Radios Help Protect African Wildlife
For nearly 30 years the Motorola PT-300 radio was one of the main tools Saskatchewan Environment conservation officers used to help protect the province’s wildlife. The 228 radios enabled conservation officers to talk to each other or to stay in contact with a main base. They used to the radios during activities that ranged from coordinating night patrols for poachers to fighting forest fires.
Each radio weighs about two kilograms, takes 11 “D” cell batteries and has a range of about 15 kilometres without using a repeater and 50 kilometres using a repeater. The replacement value of each unit, based on a new model that does the same job, is about $1500.
In 2000, when these radios were replaced, one of the questions became what to do with them. The answer was found in Africa.

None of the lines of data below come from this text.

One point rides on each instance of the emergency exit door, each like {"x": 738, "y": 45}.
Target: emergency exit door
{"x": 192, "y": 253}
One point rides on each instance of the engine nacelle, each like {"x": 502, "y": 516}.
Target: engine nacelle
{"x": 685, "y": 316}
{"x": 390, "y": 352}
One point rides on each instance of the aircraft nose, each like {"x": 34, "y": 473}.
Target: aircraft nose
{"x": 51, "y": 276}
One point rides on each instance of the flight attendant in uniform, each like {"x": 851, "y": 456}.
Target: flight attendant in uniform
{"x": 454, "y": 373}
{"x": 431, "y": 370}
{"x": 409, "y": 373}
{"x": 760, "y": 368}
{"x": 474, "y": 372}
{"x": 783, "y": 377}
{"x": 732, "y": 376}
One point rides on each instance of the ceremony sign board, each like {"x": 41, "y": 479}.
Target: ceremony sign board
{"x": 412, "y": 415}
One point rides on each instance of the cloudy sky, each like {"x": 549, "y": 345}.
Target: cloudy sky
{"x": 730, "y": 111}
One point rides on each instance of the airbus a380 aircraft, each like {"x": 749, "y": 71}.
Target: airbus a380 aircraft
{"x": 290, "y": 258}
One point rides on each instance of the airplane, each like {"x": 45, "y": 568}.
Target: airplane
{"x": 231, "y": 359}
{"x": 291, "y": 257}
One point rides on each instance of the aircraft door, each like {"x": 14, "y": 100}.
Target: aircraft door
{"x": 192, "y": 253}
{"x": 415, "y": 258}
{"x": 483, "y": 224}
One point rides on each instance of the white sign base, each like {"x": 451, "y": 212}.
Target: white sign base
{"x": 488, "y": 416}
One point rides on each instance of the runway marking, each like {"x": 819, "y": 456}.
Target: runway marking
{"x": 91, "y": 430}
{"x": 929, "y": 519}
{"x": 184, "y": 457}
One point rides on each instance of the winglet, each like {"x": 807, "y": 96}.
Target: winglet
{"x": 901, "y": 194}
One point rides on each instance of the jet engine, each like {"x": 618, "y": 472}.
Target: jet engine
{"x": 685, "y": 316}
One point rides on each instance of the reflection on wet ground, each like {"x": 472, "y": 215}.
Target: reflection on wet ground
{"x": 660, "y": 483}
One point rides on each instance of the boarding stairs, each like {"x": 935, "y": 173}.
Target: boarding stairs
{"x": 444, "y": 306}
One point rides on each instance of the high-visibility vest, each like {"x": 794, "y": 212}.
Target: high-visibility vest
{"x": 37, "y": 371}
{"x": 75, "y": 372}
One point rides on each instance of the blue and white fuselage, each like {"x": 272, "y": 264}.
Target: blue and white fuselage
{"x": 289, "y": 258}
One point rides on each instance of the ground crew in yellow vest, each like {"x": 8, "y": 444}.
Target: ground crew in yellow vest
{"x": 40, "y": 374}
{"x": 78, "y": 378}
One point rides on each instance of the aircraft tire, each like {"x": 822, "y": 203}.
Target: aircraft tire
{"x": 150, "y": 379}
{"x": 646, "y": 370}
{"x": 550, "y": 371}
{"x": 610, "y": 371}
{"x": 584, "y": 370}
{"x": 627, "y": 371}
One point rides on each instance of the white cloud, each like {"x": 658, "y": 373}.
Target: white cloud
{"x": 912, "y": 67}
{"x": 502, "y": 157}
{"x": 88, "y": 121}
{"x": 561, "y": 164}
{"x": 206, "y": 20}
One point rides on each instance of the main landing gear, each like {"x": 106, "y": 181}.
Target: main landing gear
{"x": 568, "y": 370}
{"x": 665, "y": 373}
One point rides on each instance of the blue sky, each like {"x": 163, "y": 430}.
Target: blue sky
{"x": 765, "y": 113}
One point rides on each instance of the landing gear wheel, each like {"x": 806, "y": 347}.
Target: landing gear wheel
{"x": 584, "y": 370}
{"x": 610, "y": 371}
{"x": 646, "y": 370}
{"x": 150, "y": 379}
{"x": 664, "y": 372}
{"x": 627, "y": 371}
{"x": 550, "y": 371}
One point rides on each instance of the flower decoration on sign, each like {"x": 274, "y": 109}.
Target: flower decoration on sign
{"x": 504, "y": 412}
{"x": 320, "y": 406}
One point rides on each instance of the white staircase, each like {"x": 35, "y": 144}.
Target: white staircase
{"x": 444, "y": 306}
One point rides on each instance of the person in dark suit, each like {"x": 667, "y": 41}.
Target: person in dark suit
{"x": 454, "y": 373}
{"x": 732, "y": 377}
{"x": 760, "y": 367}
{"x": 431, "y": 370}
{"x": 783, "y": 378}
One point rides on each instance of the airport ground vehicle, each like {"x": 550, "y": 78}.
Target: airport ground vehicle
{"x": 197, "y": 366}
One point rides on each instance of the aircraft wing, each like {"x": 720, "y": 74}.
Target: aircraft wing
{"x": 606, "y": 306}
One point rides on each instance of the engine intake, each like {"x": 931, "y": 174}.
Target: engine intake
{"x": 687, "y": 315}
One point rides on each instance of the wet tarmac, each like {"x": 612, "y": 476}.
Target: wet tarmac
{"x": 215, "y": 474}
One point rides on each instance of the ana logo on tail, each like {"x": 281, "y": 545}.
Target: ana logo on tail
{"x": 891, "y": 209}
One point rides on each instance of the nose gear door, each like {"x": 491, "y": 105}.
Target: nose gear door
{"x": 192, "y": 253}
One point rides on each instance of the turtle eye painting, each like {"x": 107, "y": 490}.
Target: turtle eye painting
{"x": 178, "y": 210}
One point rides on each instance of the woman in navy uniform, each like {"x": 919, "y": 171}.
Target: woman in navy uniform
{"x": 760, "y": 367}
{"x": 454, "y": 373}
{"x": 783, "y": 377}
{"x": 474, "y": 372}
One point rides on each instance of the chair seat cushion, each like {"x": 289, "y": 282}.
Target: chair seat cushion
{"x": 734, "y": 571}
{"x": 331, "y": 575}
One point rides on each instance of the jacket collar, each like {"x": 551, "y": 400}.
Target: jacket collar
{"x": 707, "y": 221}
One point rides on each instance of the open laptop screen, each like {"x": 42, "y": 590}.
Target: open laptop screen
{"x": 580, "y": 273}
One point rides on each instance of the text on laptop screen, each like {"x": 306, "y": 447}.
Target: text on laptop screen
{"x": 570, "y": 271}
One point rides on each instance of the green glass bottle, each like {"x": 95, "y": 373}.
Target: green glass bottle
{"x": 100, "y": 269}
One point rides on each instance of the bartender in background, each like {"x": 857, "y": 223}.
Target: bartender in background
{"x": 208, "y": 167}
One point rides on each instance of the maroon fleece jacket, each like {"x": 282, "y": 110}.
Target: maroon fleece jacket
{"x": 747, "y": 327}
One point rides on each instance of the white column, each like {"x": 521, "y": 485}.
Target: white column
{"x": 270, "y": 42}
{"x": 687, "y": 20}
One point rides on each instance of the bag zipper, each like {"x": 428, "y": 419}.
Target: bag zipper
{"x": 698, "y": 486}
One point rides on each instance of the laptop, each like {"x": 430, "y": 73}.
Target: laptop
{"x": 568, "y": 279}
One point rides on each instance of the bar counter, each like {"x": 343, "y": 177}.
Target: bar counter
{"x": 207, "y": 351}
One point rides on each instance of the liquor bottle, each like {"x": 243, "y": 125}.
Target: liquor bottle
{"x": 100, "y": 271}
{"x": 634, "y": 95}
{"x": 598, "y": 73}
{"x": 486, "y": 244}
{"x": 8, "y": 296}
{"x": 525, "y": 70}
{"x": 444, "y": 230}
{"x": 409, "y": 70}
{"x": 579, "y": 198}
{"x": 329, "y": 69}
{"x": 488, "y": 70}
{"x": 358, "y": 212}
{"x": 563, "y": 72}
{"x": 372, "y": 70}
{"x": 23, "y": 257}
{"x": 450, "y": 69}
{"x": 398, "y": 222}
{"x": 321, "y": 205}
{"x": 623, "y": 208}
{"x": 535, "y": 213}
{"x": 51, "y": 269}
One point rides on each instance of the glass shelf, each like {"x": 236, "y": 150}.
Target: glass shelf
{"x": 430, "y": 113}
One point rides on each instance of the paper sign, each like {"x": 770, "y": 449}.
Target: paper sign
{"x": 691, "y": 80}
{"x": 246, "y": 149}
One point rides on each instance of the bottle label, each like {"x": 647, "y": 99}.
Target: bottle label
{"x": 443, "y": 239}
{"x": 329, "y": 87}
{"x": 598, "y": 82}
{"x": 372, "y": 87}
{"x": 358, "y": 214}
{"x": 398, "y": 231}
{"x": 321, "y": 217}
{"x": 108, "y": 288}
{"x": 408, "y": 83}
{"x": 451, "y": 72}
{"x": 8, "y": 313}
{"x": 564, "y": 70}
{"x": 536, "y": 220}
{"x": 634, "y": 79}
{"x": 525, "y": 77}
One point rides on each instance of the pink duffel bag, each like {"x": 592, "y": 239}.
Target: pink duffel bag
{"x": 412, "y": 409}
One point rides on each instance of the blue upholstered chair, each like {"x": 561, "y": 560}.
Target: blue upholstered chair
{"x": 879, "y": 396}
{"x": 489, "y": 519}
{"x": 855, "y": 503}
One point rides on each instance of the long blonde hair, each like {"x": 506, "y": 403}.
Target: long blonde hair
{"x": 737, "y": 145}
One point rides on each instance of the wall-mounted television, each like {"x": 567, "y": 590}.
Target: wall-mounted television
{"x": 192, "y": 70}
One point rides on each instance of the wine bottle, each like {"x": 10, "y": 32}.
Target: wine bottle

Members of the non-profit Saskatchewan Association of Conservation Officers thought it would be a good idea to donate the radios to several African countries to help in their wildlife conservation efforts. Even though the Motorola PT-300 radios were retired from use in Saskatchewan they were still better than many of the systems in use by conservation officers in Africa.
Setting the donation up took a lot more than simply packaging the radios and sending them to the countries. The Saskatchewan Association of Conservation Officers bought the radios from the province and donated them through the Ranger Relief program. This international program aids developing countries by gathering used or retired law enforcement equipment and distributing it to game wardens in these countries.
“More often than not, this is the only equipment these officers have to combat poaching,” says Dean Grisdale, President of the Saskatchewan Association of Conservation Officers.
The Association’s members also coordinated the transfer of the radios from the province to the federal government. The radio project also took a partnership between the provincial and federal governments, federal and provincial wildlife agencies and non-government organizations. Saskatchewan Environment tested and repaired the radios and got them ready for shipping. The Canadian Wildlife Service coordinated the delivery of the equipment to Ottawa, the International Fund for Animal Welfare contributed 110 antennas and enough batteries for six months and the federal Department of Foreign Affairs and International Trade delivered the radios in diplomatic pouches.
But like many projects, the radio donation got its start with one person.
"One of our members remembered seeing the request to assist African agencies when he heard that these old radios were going to be sold,” says Grisdale. “He approached the association’s executive and everyone agreed this was definitely a worthwhile cause. I think that it simply proves, once again, that no matter where you are, protecting our natural resources is more than just a career choice. It is a strong personal commitment, be it here or in Africa and we are just glad we could help out. It is great to see the cooperation between so many agencies. It validates what we do."
Saskatchewan Environment’s Director of Enforcement, Dave Harvey, says the people involved in conserving and protecting wildlife are facing similar challenges, especially from poachers. In Africa, poachers are still going after many endangered or threatened animals. They also take elephants for their ivory and rhinoceroses for their horns.
“We in North America take much of what we do and have for granted,” says Environment’s Harvey. “It is our hope that these radios will help our counterparts in African countries protect their valuable wildlife resources from poaching. Basically, anything we can do to help, we will.”
The radios were sent to Chad, Ghana, Mali, Senegal, Tanzania, Congo, Kenya, Lesotho, Uganda and Zambia.